On Wednesday, Union Rescue Mission Chief Executive Rev. Andy Bales told The Times that the man had died in the ICU at Los Angeles County-USC Medical Center. He also said that no one else in the shelter has tested positive for the virus.

Garcetti announced last month that he planned to convert 42 recreation centers into homeless facilities with 6,000 beds. That number was later reduced to 2,000 to ensure that each facility complies with public health directives requiring that people be spaced apart to slow the spread of the virus.

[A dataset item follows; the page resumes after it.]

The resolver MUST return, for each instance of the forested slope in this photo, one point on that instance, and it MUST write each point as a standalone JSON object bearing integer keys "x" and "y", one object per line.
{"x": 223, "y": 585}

So far, city crews have converted around 20 recreation centers into shelters, in neighborhoods stretching from Northridge to Watts. When the shelter opened in Granada Hills last month, it was expected to offer 41 cots, according to Grace Yao, spokeswoman for Councilman John Lee, who represents the northwest Valley.

The city has received relatively little opposition to the shelter program. But in the Pacific Palisades neighborhood, one resident has filed a lawsuit seeking to block city officials from moving homeless people into the Palisades Recreation Center.

Susie Forte Gilman, who lives near the facility and is a plaintiff in the case, said in her lawsuit that a shelter would create a public nuisance and put homeless people — as well as the surrounding neighborhood — at greater risk of contracting coronavirus.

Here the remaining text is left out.